École secondaire publique Omer-Deslauriers is a French public school in the west of Ottawa, Ontario, Canada. It is named after the late Omer Deslauriers, an Ontarian educator and public serviceman who promoted establishment of several Francophone schools in Ottawa in the 1960s. Since August 2005, the school is located at 159 Chesterton Drive, and it enrols over 600 students as of 2024. The building was previously operated by the OCDSB, featuring the J.S. Woodsworth Secondary School until its closure in 2003.

Prior to August 2005, École secondaire publique Deslauriers was located at 1303 Fellows Road, near the OC Transpo Iris station. In August 2005, Deslauriers moved from Fellows Road to Chesterton Drive. In August 2009, the school's name was changed from Deslauriers to Omer-Deslauriers.
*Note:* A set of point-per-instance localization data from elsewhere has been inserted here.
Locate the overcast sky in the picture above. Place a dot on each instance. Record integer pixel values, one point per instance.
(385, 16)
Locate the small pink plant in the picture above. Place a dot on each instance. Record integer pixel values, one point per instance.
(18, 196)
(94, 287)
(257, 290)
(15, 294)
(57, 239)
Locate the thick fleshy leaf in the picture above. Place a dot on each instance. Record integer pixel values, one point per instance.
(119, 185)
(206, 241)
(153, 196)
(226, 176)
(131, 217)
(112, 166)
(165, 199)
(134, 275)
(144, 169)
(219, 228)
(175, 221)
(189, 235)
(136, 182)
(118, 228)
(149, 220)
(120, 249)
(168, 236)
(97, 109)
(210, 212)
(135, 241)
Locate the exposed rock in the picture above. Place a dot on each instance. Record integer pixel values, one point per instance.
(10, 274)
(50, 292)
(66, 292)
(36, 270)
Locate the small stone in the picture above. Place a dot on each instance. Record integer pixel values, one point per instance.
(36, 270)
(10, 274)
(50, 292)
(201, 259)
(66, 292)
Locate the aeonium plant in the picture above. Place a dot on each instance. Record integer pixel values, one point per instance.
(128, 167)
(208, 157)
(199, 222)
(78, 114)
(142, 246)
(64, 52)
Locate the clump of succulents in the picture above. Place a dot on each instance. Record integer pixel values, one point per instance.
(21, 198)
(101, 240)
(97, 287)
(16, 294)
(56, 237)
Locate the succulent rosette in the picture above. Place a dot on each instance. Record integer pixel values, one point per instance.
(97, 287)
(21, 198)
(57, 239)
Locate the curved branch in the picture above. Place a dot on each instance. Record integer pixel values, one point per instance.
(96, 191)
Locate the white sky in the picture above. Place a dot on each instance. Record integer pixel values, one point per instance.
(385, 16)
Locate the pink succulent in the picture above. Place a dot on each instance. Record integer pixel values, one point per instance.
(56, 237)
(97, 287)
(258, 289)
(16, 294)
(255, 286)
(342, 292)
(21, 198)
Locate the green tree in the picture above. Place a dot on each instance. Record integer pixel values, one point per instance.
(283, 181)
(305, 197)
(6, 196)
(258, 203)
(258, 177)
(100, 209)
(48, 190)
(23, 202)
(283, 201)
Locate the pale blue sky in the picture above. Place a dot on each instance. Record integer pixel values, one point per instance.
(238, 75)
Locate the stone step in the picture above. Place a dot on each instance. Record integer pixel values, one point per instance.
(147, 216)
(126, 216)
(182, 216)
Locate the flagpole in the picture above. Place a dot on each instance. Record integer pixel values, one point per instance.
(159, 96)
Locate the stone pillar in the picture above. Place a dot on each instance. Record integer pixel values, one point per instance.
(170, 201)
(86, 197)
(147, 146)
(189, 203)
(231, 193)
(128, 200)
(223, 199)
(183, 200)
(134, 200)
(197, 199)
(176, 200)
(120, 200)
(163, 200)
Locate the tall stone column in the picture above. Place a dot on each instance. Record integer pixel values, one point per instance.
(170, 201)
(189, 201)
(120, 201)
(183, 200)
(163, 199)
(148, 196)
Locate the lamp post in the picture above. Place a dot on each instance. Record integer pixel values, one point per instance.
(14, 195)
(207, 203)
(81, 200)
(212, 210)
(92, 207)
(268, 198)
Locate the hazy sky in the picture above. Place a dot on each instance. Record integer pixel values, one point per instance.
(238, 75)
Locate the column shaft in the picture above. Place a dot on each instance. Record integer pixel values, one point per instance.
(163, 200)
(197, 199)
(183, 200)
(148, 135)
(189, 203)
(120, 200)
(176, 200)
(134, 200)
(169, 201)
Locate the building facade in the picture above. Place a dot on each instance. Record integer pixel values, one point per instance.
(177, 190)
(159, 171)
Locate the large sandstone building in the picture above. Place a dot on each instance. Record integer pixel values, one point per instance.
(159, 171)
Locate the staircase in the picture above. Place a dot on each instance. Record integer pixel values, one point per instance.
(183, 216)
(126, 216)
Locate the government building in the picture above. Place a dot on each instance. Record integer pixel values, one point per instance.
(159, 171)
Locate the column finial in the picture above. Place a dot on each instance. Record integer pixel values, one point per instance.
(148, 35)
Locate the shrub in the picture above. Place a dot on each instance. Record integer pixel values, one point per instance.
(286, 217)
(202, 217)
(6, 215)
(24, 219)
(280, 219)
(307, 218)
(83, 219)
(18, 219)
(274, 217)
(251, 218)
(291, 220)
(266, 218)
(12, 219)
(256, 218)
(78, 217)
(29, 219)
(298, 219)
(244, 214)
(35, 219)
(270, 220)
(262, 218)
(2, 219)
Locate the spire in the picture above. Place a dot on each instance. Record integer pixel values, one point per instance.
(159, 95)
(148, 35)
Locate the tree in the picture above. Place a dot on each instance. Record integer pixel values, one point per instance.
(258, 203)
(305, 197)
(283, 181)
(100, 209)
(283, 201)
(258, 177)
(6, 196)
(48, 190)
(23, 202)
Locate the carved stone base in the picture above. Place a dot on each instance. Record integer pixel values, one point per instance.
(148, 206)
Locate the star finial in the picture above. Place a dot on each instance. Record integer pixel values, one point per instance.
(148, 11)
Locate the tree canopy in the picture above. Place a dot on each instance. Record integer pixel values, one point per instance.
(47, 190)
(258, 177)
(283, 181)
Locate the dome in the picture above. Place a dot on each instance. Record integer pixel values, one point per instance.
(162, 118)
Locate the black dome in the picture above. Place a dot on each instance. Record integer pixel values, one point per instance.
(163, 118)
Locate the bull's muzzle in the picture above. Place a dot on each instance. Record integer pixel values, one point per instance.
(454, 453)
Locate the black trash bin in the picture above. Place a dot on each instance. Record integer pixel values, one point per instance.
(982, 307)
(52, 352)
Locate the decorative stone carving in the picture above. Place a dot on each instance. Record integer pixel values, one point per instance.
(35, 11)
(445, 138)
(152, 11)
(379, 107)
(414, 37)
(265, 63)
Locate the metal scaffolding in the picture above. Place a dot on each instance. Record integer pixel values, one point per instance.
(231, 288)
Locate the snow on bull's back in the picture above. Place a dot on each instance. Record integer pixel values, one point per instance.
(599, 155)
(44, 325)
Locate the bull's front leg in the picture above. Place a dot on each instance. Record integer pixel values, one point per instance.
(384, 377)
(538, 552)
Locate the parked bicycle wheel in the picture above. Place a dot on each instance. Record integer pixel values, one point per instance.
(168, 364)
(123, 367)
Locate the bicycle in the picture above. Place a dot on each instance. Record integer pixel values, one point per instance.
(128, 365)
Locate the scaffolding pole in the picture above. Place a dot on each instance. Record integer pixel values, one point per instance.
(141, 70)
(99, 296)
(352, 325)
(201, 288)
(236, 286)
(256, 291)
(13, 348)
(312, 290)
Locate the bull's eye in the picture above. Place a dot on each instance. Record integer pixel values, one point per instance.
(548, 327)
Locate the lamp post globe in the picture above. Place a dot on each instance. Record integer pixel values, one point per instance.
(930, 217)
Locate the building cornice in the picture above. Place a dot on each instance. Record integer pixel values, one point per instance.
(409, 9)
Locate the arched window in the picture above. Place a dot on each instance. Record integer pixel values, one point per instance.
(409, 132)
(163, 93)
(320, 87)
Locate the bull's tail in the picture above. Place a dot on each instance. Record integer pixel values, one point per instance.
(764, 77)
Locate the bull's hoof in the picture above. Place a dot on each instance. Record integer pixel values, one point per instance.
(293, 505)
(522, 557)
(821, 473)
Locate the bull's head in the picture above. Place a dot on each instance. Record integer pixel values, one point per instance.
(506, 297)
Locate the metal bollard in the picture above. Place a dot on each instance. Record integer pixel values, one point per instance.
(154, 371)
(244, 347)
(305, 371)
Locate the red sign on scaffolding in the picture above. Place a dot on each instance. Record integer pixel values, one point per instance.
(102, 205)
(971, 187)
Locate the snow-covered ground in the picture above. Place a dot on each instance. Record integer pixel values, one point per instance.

The building at 1303 Fellows Road was repurposed as the current home of École élémentaire catholique Terre-des-Jeunes, a French Catholic elementary school operated by the CECCE.

The school is part of the International Baccalaureate's World Schools; it offers both the Middle Years Program (grades 7 to 10) and Diploma Program (grades 11 and 12). Students require a minimum of 80% in order to join and/or to stay in either program. The high school also offers a construction specialization and a communications programme.
Other than that, this school offers two Specialist High Skills Major, one for construction and one for information and communication technologies.

In 2005–2006, the school's basketball team was the first francophone high school to win a bronze medal at the OFSAA AA Provincial Tournament. They also won the school spirit award. The school has many athletic programs, and like many Francophone schools has an improvisational comedy team.